Lack of diplomatic progress over Iran's nuclear programme is another reason for Obama’s change of tack. In some ways, Obama’s strategy has been successful—sanctions are biting and Iran is finding it hard to operate in the international economy—but several rounds of talks between Iran and the so-called P5+1 states (France, Germany, the United Kingdom, China, Russia, and the United States) have failed. The US and its allies are tired of futile discussions with the Iranians and their obstructive tactics. Without a fresh round of nuclear talks in sight that could result in renewed international efforts to engage or isolate Iran (depending on their outcome), the Qods Force plot gives Obama an opportunity to tighten the noose around Iran.

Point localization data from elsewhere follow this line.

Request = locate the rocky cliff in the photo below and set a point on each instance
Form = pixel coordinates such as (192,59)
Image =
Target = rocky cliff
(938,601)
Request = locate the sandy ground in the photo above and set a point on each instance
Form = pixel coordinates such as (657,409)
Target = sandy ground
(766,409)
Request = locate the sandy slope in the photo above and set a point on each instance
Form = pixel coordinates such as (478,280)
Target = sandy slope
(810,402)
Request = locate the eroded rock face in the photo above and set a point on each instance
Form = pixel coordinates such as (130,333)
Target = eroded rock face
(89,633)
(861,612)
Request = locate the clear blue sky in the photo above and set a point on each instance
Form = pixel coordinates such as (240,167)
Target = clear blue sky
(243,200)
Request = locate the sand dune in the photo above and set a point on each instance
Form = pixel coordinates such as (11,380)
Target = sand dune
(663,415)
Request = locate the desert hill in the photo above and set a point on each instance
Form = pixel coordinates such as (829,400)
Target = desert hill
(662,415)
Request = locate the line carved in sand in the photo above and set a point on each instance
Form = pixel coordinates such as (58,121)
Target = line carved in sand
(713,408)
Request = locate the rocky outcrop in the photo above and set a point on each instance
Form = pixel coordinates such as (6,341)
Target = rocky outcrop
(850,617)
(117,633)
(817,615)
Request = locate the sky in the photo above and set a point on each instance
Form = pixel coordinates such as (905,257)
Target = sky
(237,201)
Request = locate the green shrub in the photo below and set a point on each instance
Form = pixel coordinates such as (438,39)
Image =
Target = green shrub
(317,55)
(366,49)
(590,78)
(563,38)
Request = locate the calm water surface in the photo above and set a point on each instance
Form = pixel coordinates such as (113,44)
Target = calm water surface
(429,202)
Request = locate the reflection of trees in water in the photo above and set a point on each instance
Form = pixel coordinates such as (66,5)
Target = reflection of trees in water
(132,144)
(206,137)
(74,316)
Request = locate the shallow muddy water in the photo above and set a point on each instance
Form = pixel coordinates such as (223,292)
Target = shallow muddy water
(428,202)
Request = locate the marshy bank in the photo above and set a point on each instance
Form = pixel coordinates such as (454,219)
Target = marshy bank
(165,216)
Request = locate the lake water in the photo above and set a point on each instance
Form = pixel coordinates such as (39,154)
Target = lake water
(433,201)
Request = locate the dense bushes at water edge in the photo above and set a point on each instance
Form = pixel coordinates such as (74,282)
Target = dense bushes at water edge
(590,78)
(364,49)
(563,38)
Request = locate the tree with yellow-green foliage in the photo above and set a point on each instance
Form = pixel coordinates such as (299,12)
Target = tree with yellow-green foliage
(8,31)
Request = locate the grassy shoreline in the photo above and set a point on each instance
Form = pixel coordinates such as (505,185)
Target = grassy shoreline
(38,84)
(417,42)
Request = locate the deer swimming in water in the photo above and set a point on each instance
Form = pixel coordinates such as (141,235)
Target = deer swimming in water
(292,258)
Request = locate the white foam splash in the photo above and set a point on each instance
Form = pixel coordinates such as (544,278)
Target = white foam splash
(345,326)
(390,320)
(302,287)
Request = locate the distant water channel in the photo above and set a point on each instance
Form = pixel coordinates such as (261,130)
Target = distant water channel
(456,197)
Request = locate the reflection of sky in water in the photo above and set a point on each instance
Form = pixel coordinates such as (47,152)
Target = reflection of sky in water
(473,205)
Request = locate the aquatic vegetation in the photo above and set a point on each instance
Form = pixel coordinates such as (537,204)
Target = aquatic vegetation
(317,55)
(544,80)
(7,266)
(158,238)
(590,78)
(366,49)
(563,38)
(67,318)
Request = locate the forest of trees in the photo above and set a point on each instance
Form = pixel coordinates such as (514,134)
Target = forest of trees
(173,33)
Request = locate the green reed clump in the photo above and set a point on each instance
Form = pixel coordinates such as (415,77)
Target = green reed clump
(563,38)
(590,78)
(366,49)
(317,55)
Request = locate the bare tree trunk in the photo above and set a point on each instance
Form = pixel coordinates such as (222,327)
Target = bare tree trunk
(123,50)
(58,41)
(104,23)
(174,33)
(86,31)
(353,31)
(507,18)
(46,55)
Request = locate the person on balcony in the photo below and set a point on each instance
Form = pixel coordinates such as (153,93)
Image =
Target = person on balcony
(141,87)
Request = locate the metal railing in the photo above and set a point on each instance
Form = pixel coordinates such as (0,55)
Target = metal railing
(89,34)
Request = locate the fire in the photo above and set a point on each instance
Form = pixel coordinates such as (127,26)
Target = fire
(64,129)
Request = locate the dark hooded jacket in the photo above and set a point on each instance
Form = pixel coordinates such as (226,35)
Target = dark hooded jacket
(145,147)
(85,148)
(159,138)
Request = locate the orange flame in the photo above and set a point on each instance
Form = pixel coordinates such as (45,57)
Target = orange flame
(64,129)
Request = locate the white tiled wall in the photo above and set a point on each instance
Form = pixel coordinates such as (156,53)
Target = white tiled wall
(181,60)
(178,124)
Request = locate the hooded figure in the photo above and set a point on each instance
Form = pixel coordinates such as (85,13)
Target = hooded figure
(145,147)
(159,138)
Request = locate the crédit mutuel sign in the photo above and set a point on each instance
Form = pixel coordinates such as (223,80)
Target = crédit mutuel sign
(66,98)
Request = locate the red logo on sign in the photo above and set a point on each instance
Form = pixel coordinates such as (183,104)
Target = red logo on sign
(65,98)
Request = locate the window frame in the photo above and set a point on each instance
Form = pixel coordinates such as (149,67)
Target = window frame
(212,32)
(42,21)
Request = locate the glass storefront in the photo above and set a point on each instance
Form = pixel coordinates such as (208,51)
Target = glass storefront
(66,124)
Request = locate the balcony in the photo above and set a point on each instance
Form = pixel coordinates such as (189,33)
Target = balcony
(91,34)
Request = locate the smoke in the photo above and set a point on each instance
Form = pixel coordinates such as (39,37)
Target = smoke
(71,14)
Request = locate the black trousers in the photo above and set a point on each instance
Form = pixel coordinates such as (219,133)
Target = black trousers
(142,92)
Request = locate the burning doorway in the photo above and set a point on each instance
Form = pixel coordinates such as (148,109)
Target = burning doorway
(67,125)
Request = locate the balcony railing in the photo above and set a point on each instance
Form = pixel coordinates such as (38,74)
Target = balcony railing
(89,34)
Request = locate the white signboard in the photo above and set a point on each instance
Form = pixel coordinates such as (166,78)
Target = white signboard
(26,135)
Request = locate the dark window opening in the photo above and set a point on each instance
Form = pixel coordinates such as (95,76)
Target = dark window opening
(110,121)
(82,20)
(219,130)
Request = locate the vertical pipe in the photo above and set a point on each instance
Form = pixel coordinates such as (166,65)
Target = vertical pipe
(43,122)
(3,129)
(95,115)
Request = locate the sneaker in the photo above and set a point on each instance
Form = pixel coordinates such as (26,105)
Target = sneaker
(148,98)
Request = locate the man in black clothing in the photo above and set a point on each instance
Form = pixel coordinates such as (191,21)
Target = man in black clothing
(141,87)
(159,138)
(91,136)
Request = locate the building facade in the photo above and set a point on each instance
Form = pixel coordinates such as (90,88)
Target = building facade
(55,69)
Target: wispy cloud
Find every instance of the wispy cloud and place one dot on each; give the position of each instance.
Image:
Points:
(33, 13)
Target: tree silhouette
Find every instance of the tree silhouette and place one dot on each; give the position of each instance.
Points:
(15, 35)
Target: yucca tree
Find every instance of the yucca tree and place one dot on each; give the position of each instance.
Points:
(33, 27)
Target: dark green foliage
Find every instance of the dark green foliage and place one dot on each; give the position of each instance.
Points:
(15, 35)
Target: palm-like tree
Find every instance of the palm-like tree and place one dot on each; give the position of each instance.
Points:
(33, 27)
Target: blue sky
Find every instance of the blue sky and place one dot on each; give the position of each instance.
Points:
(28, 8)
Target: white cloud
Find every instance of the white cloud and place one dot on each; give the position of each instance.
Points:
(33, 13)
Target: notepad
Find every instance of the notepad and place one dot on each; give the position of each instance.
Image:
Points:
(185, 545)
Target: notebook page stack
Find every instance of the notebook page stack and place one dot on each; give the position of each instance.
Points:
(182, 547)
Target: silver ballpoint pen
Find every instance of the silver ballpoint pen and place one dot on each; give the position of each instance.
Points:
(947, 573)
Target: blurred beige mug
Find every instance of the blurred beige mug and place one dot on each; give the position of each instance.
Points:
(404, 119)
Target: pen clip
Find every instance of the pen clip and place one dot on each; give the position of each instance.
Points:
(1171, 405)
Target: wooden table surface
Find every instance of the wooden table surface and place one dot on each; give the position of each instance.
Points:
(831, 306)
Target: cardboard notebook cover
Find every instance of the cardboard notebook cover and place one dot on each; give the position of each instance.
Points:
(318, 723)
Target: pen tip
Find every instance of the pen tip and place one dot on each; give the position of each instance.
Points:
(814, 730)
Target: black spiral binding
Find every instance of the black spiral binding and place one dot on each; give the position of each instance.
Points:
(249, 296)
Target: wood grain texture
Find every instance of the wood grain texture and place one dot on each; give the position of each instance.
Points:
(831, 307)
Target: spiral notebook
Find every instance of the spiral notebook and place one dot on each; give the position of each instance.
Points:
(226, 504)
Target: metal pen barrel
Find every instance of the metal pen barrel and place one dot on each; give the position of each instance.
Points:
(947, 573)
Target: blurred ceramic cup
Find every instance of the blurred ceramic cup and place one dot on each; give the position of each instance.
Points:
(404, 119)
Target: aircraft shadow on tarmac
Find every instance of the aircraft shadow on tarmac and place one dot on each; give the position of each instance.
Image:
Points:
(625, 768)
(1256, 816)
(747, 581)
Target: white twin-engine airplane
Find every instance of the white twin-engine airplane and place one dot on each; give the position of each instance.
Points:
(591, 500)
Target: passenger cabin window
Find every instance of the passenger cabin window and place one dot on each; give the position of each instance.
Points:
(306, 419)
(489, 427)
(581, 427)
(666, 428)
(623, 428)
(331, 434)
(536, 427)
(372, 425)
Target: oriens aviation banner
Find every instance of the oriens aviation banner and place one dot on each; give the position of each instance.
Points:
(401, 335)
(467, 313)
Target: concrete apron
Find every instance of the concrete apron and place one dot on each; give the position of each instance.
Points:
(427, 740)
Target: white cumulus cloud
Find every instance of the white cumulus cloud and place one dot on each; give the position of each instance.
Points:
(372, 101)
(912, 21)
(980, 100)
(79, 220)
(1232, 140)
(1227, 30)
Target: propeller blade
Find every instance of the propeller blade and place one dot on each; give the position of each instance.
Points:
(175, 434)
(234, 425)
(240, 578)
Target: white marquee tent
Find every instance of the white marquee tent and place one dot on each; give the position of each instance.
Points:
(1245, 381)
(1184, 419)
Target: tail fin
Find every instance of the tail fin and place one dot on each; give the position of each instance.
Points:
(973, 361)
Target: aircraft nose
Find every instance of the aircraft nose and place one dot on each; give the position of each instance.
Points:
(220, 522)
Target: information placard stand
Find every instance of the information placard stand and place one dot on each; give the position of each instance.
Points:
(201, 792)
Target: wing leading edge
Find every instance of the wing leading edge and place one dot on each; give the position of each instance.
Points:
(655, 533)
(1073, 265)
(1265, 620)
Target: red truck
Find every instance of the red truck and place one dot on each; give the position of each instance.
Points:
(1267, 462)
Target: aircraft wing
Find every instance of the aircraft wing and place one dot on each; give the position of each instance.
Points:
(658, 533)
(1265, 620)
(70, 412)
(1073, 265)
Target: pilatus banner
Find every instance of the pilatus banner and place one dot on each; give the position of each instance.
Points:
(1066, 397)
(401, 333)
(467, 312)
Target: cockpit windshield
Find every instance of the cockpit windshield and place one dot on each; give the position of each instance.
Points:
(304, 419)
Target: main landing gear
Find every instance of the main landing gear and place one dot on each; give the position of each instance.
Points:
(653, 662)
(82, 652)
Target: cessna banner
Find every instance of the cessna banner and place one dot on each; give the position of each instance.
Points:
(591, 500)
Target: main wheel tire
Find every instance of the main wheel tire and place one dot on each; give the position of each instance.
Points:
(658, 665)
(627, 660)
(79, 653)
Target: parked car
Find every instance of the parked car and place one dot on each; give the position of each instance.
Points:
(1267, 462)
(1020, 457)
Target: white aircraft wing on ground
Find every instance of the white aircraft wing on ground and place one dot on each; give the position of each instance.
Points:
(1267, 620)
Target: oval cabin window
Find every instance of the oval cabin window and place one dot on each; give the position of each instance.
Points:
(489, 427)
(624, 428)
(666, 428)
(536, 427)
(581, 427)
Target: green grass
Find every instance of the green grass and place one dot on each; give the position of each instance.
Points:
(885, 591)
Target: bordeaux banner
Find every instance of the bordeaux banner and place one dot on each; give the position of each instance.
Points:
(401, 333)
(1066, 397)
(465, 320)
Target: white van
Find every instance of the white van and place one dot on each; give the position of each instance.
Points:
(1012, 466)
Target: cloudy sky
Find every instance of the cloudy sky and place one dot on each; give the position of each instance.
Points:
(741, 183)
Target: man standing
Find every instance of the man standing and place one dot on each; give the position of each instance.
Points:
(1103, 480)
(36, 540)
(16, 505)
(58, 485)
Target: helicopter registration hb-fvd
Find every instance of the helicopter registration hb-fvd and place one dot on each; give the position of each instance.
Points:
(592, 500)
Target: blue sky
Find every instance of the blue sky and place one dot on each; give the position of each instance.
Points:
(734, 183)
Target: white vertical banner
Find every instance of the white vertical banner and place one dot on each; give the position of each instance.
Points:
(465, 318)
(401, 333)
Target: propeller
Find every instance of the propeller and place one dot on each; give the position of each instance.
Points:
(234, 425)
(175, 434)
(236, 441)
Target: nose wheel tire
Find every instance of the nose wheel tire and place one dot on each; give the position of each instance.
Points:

The United States is now trying to drum up support for even tougher sanctions against Iran at the UN Security Council. The key member that the US needs to convince is China, a veto-wielding member. US attempts to isolate Iran have been undermined by Chinese economic outreach to the regime. China is Iran’s principal trading partner and its main crude oil customer; Iran is China’s third largest source of crude, providing more than 10 percent of the People’s Republic's demand. The Sino-Iranian Chamber of Commerce puts bilateral trade at an annual $29 billion, or $38 billion if indirect trade through third countries is counted. Perhaps unsurprisingly, China’s public reaction to the alleged plot, China’s deputy ambassador to the United Nations, Wang Min, would say only: ‘They're still investigating, right?’

There’s no doubt that US, EU and UN sanctions have damaged Iran’s economy. David Cohen, the US Treasury undersecretary for terrorism and financial intelligence, said on October 13 that Iran faces a ‘projected loss of $14 billion a year in oil revenues through 2016,’ as a result of sanctions. China and India have both struggled to find means of paying Iran for imports of its crude. After months of not receiving payments from India, an agreement was finally reached in July whereby Iran gets through a Turkish route using a government-owned bank. The involvement of a Turkish bank has raised speculation among analysts that the United States has been turning a blind eye to some degree of sanctions flouting by its allies. It will be interesting to see whether, as part of its toughened stance against Iran, the Obama administration will be less willing to overlook transgressions.

James Brazier is an analyst for IHS Global Insight covering South Asia and specialises in the political, business and security climate of the region. Gala Riani is a country analyst for IHS, covering the Middle East and North Africa and is responsible for covering the political, security and business environment of several countries in that region.